Finanziert werden sollte das Ganze durch die Abschaffung des DRG-Systems, Abschaffung des Zweiklassen-Gesundheitssystems (also nur gesetzliche Krankenkassen statt privater), Besteuerung der Reichen und Enteignung der Klinik- und Pharmaziekonzerne. So können eine schnellere Terminvergabe sowie qualitativ bessere Betreuung gewährleistet werden. Doch nicht nur Termine sind ein Problem: Arzt-/Ärztinbesuche bei Gynäkolog:innen sowie Urolog:innen sind für viele nicht nur mit emotionalem Stress verbunden sind – sondern können auch mit Ablehnung und Unverständnis seitens Praxismitarbeitenden oder anderen Patient:innen begleitet werden. So hat laut einer Studie der deutschen AIDS-Hilfe und des RKI von 2023 fast jeder fünfte nicht-binäre oder trans Mensch (17 Prozent) bereits aus Angst vor Diskriminierung lieber auf bestimmte medizinische Leistungen verzichtet. Auch in der Apotheke kann es unangenehm werden, wenn die Mitarbeiter:innen beispielsweise einem trans Mann keine Pille danach rausgeben möchten, da in manchen Apotheken die Vorgehensweise üblich ist, dass sie Pille nur an die betroffene Frau verkauft wird. In einer Situation, wo sich viele sowieso schon gedemütigt aufgrund des gesellschaftlichen Stigmas bei Notfallverhütung fühlen, müssen trans Personen nun auch noch ihr Anliegen zusätzlich begründen.

Die Transition an sich ist auch mit vielen Hindernissen verbunden.

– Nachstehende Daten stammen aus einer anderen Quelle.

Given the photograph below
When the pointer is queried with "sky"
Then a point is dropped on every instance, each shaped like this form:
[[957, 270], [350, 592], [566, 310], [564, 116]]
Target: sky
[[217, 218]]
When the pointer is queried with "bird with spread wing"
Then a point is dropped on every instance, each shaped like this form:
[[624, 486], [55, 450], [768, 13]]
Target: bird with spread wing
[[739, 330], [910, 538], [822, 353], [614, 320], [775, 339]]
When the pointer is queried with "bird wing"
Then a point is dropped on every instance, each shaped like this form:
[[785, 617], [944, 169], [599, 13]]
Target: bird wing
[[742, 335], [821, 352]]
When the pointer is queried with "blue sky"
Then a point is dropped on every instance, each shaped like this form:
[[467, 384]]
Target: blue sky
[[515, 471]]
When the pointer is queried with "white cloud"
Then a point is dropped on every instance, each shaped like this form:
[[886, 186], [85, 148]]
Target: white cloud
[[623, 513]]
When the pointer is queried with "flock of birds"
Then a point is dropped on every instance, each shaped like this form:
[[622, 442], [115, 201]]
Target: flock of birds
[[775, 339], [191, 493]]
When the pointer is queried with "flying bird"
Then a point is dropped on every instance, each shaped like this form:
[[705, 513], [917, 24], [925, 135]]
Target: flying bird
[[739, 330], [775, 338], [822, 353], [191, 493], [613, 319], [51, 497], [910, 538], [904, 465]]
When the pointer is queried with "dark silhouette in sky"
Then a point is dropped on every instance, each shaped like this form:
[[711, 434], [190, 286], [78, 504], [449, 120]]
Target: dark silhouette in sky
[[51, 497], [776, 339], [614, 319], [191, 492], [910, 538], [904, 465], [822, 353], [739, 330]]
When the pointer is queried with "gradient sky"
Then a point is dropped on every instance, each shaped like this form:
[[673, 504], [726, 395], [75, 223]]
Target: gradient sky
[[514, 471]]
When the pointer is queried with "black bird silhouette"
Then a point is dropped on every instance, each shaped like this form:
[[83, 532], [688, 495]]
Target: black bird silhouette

So müssen sich trans Menschen vor einer Hormonbehandlung oder chirurgischen Eingriffen in zwei unabhängigen Gutachten unangenehmen psychosozialen Befragungen stellen, wo unter anderem intime Details über das Sexualleben und den mentalen Gesundheitszustand abgefragt werden, damit Ärzt:innen bestätigen können, dass die Person für eine solche Behandlung in Frage kommt. Das kann auch dazu führen, dass nicht-binäre trans Personen, welche den Wunsch nach einer Hormonbehandlung hegen, ihre Ärzt:innen anlügen müssen, da sie diese Hormone nur bei einer binären Transgeschlechtlichkeit verschreiben (können). Mit diesem unnötigen und beschämenden Herumstochern im Privatleben muss Schluss sein! Beratungsstellen müssen ausgebaut werden, aber die Beratung sollte sich nicht wie eine Prüfung anfühlen und letztendlich sollte es keine Fremdbestimmung durch das ärztliche Personal geben.

Für trans Jugendliche spielt auch die Frage von Pubertätsblockern eine Rolle, die verhindern sollen, dass sie in die Pubertät kommen und diesem Leidensdruck, der damit einhergeht, ausgesetzt werden, obwohl sie bereits beginnen, ihre Geschlechtsidentität zu hinterfragen. Es zu begrüßen, dass trans Jugendlichen so eine Möglichkeit geboten wird, die Selbstbestimmung über die Entwicklung ihres Körpers erlangen zu können. Statt Panikmache von Alice Schwarzer und Co. und Bevormundung durch die Eltern, braucht es gute Aufklärung über die bestehenden Studien (die existieren, da Hormonblocker schon seit Jahrzehnten in anderen medizinischen Fragen eingesetzt werden) und einfach medizinische Studien für Hormon Replacement Therapie. 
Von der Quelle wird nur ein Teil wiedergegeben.